Figure 3 – Les jeunes femmes de plus en plus diplômées

Unité : %
Les jeunes femmes de plus en plus diplômées
Année Femmes Hommes
1990 16,5 12,7
1999 28,4 21,4
2006 41,2 30,0
2011 46,2 33,2
  • Evolution de la part de diplômés du supérieur (Bac+2) en % chez les 25-34 ans en Limousin
  • Champ : Population des ménages, individus de 25 à 34 ans, hors élèves et étudiants.
  • Source : Insee, recensements harmonisés de la population (exploitation au 1/4 pour 1990, exploitations complémentaires pour 1999, 2006, 2011) au lieu de résidence.

Figure 3 – Les jeunes femmes de plus en plus diplômées

Un resserrement des taux d’activité et de chômage

Cette élévation du niveau socioprofessionnel s’accompagne, de manière plus générale, d’une augmentation des taux d’activité féminins qui se rapprochent des taux masculins. Même si l’écart demeure quel que soit le niveau d’études, il est passé de onze points en 1999 à six points en 2011. Il se réduit avec le niveau de diplôme.

De même, les taux de chômage tendent à se rapprocher. L’élévation du niveau d’études des filles explique en partie ce constat. Malgré cela, le taux de chômage des femmes demeure supérieur à celui des hommes, même chez les plus diplômés. Il en va de même pour le chômage de longue durée.

Figure_4 – Un taux de chômage encore supérieur, même chez les plus diplômées

  • Évolution du taux de chômage chez les 25 - 54 ans en Limousin, par sexe
  • Champ : Population des ménages, individus de 25 ans à 54 ans, hors élèves et étudiants.
  • Source : Insee, recensements de la population au lieu de résidence.

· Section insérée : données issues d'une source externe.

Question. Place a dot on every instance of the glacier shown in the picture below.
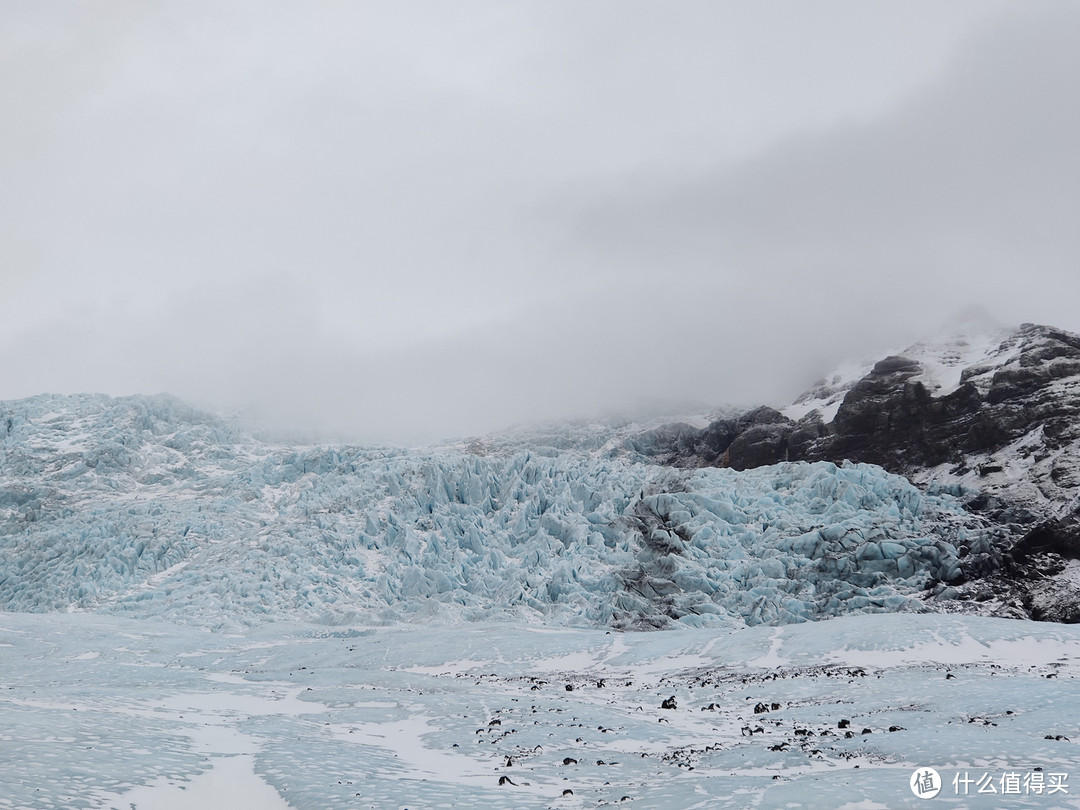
(147, 507)
(106, 711)
(192, 615)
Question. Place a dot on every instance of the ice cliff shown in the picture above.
(145, 505)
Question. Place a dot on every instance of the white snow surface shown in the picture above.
(815, 715)
(146, 507)
(969, 343)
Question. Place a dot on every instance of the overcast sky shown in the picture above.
(407, 220)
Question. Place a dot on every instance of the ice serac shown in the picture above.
(147, 507)
(993, 416)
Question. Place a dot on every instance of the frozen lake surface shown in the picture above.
(111, 712)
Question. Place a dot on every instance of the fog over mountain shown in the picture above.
(394, 223)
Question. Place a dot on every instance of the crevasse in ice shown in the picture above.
(146, 505)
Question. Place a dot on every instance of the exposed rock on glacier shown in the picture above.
(994, 418)
(145, 505)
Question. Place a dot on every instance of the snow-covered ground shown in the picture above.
(110, 712)
(198, 618)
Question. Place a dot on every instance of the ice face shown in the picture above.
(146, 507)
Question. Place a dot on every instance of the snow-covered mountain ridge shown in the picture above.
(145, 505)
(995, 414)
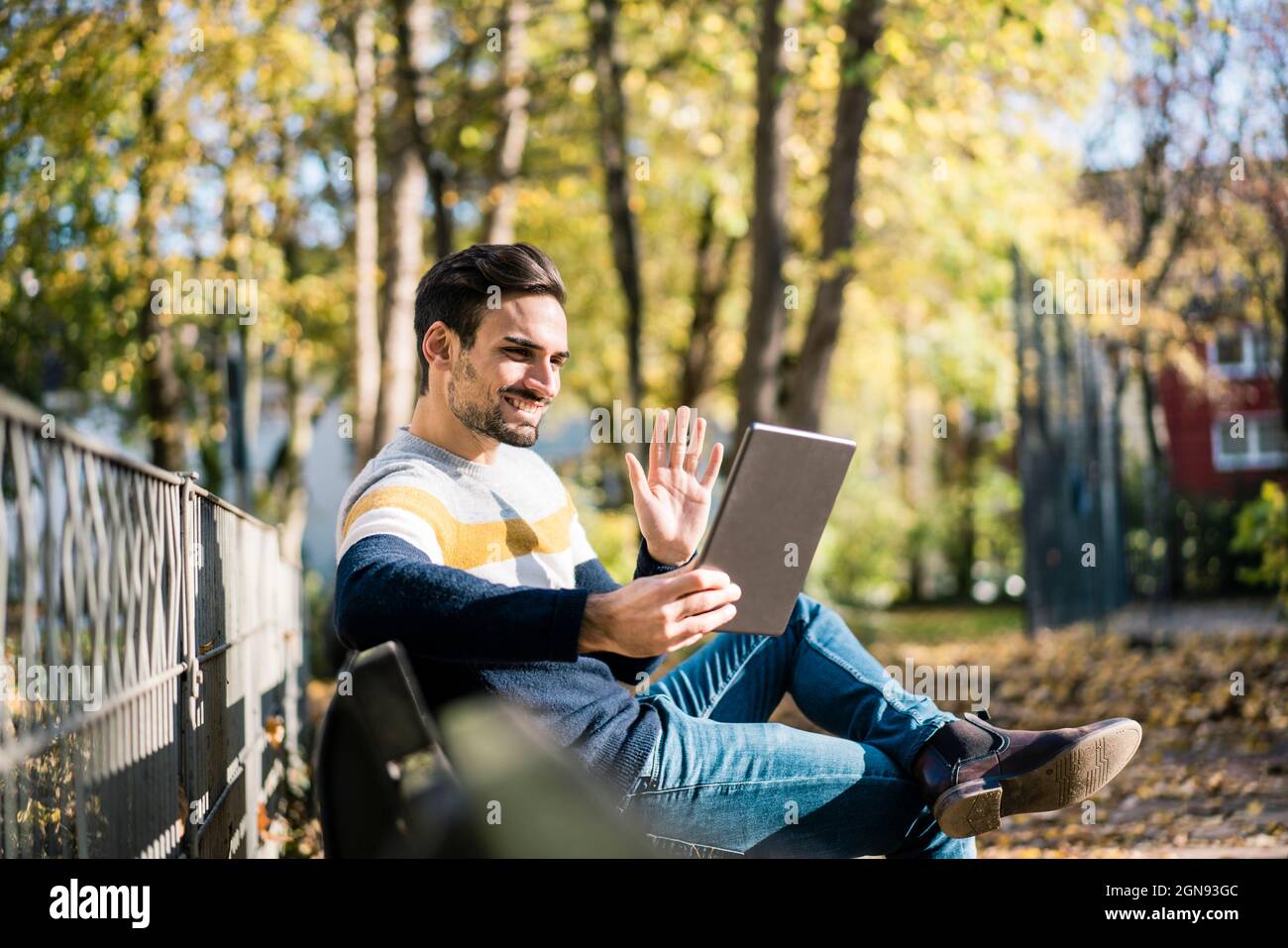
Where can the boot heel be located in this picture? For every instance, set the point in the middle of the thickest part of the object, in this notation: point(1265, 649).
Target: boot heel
point(969, 809)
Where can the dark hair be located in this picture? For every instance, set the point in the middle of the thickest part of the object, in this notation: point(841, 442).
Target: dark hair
point(456, 288)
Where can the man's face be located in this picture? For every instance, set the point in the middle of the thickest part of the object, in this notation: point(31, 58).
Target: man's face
point(503, 382)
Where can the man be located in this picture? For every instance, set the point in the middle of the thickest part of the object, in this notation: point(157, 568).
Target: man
point(463, 544)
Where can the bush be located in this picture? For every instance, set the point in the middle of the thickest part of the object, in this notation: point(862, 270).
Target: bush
point(1262, 527)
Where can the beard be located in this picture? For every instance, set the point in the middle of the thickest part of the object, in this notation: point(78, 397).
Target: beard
point(475, 407)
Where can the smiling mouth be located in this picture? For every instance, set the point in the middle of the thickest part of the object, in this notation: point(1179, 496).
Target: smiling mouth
point(529, 411)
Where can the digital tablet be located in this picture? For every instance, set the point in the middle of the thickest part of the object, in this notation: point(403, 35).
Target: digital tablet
point(781, 491)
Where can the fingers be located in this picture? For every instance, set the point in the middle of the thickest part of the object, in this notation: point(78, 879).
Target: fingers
point(682, 583)
point(708, 479)
point(707, 600)
point(708, 621)
point(678, 646)
point(636, 475)
point(695, 455)
point(657, 449)
point(682, 436)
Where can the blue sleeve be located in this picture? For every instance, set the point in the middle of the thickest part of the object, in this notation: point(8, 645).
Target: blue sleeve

Des temps de travail et des salaires qui pénalisent les femmes

Qu’il soit subi ou choisi, le travail à temps partiel reste l’apanage des femmes. La proportion de femmes travaillant à temps partiel ne diminue que lentement : d’un tiers en 1999, elle est passée à un quart en 2011 parmi les 25-54 ans, alors que seuls 5 % des hommes sont concernés. Le recours au temps partiel est plus fréquent chez les employés. C’est également dans cette catégorie que les différences de temps de travail entre hommes et femmes sont les plus marquées.

En revanche, la parité est quasiment atteinte en matière de contrat de travail pour les salariés de 25 à 54 ans en 2011 : 87 % des femmes et 91 % des hommes ont un contrat de travail à durée indéterminée.

Les inégalités de salaire persistent. Elles sont plus marquées chez les cadres et moins prégnantes chez les employés. Néanmoins, là aussi, les écarts de salaire tendent à diminuer : en 2000, le salaire annuel moyen par équivalent temps plein (EQTP) des hommes était supérieur de 17 % à celui des femmes. En 2010, l’écart est encore de 15 %.